He had always been a fan of the Boston Pops, but he never really dreamed of leading the orchestra. The conductor's job simply isn't one that becomes available often. Arthur Fielder was the Pops' conductor from 1930 until his death in 1979. He was followed by John Williams, whose announcement in the early 1990s that he would not return spurred the Pops to look for a young conductor who could appeal to younger audiences, Lockhart said.
So began a courtship with Lockhart, who was "fascinated" by the Pops' varied programs.
"I thought, gee, this looks like I can do great things here," he said. "It's constantly different."
Lockhart officially took over as conductor in 1995. The numbers dotting his biography speak to how long he's been at the helm. He's led the Pops on 32 national tours. He's made 66 television shows with them. He's conducted the Pops in more than 1,000 concerts. He's worked with a seemingly endless number of artists, including k.d.

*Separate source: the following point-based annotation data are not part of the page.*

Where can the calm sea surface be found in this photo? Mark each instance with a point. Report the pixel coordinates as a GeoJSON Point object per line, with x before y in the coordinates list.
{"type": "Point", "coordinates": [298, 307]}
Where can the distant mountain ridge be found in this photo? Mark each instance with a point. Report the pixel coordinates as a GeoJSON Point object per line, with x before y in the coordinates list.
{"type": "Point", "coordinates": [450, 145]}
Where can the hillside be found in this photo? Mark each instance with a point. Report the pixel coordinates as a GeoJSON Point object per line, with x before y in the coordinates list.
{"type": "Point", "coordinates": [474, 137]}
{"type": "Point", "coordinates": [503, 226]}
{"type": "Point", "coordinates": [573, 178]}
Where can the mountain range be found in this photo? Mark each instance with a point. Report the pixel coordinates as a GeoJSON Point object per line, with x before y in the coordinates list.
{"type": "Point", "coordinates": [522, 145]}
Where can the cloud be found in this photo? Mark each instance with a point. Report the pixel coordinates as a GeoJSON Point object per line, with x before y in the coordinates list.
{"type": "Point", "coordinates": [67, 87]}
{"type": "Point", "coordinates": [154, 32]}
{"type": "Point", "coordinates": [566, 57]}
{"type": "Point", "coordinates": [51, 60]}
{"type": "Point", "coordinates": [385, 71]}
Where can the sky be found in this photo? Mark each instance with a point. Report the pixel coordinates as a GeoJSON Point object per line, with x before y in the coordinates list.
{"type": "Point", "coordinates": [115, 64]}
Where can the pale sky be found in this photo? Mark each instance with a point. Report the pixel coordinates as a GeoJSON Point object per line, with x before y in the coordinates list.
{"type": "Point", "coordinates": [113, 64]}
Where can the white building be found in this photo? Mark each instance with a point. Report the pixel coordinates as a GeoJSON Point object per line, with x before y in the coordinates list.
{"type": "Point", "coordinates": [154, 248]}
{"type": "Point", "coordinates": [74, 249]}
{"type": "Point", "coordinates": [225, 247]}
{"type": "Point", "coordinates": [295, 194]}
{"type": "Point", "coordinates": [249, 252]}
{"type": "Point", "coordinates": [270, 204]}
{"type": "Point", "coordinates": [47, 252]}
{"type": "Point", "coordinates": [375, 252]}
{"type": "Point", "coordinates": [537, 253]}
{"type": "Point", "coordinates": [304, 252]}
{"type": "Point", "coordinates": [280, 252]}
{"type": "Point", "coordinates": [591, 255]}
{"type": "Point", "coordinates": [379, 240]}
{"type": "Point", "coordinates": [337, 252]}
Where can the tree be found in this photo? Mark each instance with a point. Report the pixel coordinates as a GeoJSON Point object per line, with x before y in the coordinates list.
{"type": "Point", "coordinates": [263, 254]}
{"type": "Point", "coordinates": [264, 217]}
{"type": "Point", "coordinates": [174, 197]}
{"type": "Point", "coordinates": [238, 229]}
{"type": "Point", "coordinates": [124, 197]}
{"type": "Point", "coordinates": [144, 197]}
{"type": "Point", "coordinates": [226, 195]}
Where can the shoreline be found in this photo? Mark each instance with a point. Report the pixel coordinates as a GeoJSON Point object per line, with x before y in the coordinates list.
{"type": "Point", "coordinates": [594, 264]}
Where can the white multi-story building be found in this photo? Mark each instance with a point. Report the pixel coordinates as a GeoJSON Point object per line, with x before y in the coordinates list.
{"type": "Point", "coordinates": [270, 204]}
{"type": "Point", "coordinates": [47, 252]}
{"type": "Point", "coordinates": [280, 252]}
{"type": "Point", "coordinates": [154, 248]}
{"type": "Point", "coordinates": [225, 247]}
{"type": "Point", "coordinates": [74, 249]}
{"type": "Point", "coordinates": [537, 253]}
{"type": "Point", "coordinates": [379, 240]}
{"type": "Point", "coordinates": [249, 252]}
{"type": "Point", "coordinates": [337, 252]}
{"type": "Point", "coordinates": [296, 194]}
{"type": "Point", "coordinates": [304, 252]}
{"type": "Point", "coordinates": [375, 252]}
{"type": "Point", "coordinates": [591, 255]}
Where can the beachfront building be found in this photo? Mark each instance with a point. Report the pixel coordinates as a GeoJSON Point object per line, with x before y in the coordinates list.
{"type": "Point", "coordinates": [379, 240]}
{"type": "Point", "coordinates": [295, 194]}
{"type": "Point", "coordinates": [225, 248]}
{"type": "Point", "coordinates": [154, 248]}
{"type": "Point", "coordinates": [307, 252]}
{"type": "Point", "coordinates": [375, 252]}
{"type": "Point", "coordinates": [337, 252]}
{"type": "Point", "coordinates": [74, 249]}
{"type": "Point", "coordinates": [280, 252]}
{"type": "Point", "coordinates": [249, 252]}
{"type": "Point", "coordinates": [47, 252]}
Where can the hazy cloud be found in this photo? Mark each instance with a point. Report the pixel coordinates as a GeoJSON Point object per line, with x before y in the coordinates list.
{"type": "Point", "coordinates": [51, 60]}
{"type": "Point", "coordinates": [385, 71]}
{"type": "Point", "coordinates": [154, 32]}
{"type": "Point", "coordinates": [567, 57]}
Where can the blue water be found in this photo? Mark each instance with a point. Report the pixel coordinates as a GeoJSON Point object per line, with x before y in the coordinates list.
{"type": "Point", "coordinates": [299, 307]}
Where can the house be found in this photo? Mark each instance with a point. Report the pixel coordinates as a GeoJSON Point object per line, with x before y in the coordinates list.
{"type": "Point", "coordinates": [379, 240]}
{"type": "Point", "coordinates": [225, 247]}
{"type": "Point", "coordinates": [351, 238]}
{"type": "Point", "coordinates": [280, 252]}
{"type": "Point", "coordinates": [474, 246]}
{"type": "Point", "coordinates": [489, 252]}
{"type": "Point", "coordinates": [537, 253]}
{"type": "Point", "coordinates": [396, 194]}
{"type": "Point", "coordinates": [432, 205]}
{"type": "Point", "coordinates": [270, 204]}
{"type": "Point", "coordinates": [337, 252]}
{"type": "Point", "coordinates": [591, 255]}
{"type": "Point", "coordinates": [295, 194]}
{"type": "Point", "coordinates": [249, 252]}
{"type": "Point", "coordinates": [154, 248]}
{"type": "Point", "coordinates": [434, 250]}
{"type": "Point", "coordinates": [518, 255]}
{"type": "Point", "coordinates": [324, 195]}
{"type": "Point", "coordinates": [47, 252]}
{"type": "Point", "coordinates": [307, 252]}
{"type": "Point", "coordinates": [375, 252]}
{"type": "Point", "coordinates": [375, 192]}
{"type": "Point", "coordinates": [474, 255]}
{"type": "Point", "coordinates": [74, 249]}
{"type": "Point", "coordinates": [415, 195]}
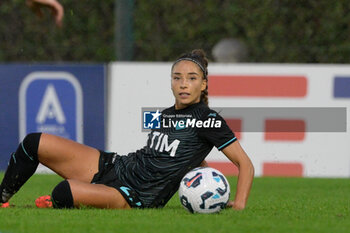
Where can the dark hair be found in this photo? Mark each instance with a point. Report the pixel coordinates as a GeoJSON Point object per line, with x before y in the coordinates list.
{"type": "Point", "coordinates": [197, 56]}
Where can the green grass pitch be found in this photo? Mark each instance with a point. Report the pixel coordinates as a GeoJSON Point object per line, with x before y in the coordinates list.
{"type": "Point", "coordinates": [275, 205]}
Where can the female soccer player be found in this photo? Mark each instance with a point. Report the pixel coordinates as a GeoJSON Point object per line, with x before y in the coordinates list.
{"type": "Point", "coordinates": [148, 177]}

Lang, Celine Dion, Elvis Costello, Patti LaBelle, Natalie Cole, and Mel TormE.
Somehow, Lockhart still has time for a second career. He serves as the music director of the Utah Symphony, an arrangement he said he's able to pull off by flying a lot.
With the Utah Symphony, he is able to immerse himself in the more classical side of orchestra music.
"I do the more serious side of the music," he said.
Being involved in both symphonies is ideal because each lets him explore a different interest and in turn invigorates him for the other, he said.
Lockhart took a break from traveling for Thanksgiving, spending the holiday in Boston and gearing up for the Pops' holiday tour. Proctors has become an annual stop, and Lockhart said he always enjoys performing in Schenectady.
"It's a great family show," he said. "We have such a wide range of audiences. There are 4-year-olds with their grandparents and everyone in between."